熊野詣のため、奥州から旅してきた安珍という僧侶が紀伊国を訪れます。
いわゆる「イケメン僧侶」である安珍が一夜の宿を借りると、その宿の娘である清姫が彼に一目惚れ。
しつこく付きまとい、猛アタックを仕掛ける清姫に対し、煩悩を捨てた僧侶の身である安珍は困惑しながらも「熊野詣の帰り道に必ず立ち寄るので、それまで待っていて」と嘘をついて旅立ちます。
いくら待ち続けても、全く帰ってくる様子のない安珍。
ようやく嘘をつかれた事に気付き、弄ばれたと感じた清姫は、愛情の裏返しである怨念に狂い、安珍を執拗に追跡します。
愛憎に身を焦がし、遂には大蛇に身を変えた清姫に追い回された安珍が必死に逃げ込んだのが、こちらの道成寺。
寺の釣鐘を下ろしてもらい、その中に隠れた安珍でしたが、大蛇である清姫に鐘ごと巻きつかれ、そのまま焼き殺されてしまいます。
そして、思いを遂げた清姫も川に身を投げて自害。
現代風にまとめてしまえば「ストーカー殺人からの心中物語」といったところでしょうか。
もちろん寺院に伝わる伝説なので、そんな血生臭い物語では終わる訳がありません。
話には続きがあり、共に蛇の姿として転生した二人は、道成寺で供養された事で成仏する、ある意味ではハッピーエンド(?)の結末を迎えます。
道成寺の境内には、焼き殺された安珍と釣鐘を埋めたとされる「安珍塚」があります。
また、安珍が隠れ、蛇が巻き付いた釣鐘が置かれていた『鐘巻之跡』も。
初代の鐘が焼失した後、しばらく道成寺に釣鐘は置かれませんでした。
何度も新しい鐘を作ろうとしても、清姫の怨念のせいか、ことごとく失敗してしまいます。
「安珍と清姫」の伝説から400年が経過した南北朝時代になり、ようやく二代目の鐘が完成。

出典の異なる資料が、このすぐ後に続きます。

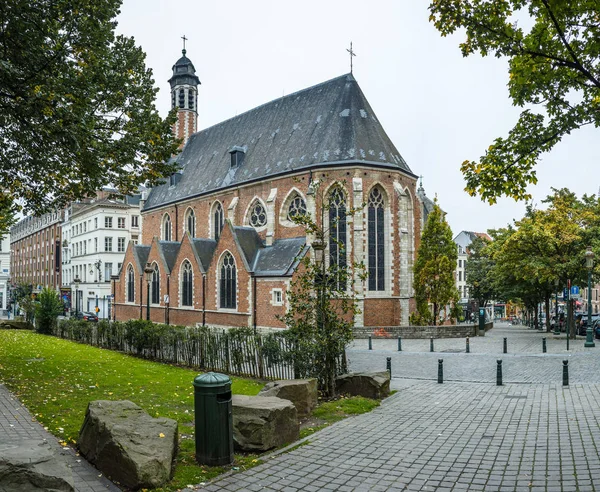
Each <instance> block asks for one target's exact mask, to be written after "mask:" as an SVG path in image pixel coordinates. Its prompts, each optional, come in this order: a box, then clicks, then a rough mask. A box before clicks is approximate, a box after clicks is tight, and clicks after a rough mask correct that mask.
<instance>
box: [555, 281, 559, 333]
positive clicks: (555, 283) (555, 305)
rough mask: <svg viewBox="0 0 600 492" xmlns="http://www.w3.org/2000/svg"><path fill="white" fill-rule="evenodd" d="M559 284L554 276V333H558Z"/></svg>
mask: <svg viewBox="0 0 600 492" xmlns="http://www.w3.org/2000/svg"><path fill="white" fill-rule="evenodd" d="M559 285H560V279H559V278H558V277H556V279H555V280H554V291H555V294H556V297H555V298H554V301H555V302H554V335H560V326H558V286H559Z"/></svg>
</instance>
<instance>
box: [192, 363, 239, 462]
mask: <svg viewBox="0 0 600 492" xmlns="http://www.w3.org/2000/svg"><path fill="white" fill-rule="evenodd" d="M194 412H195V422H196V432H195V434H196V461H198V463H200V464H202V465H210V466H220V465H229V464H230V463H233V419H232V411H231V379H230V378H229V376H226V375H225V374H218V373H215V372H208V373H206V374H201V375H200V376H197V377H196V378H195V379H194Z"/></svg>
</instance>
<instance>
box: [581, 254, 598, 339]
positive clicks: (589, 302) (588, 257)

ところが、釣鐘の供養をしていたところに一人の白拍子が現れて舞を披露すると、鐘は落下。
白拍子は蛇に姿を変えて消え去ってしまいます。
その後、釣鐘は歪んだ音しか出なくなり、周囲には疫病が蔓延。
これは清姫の祟りだという事で、鐘は山奥に捨てられてしまいました。
そこから現在まで、道成寺に鐘は置かれていません。
ちなみに、山奥に捨てられた鐘は、戦国時代に豊臣秀吉が紀州攻めを行った際に発見され、戦利品の一つとして持ち去られました。
鐘を持ち去ったのは、漫画「センゴク」でも知られる仙石権兵衛だとされています。
その鐘は現在、京都の妙満寺に納められています。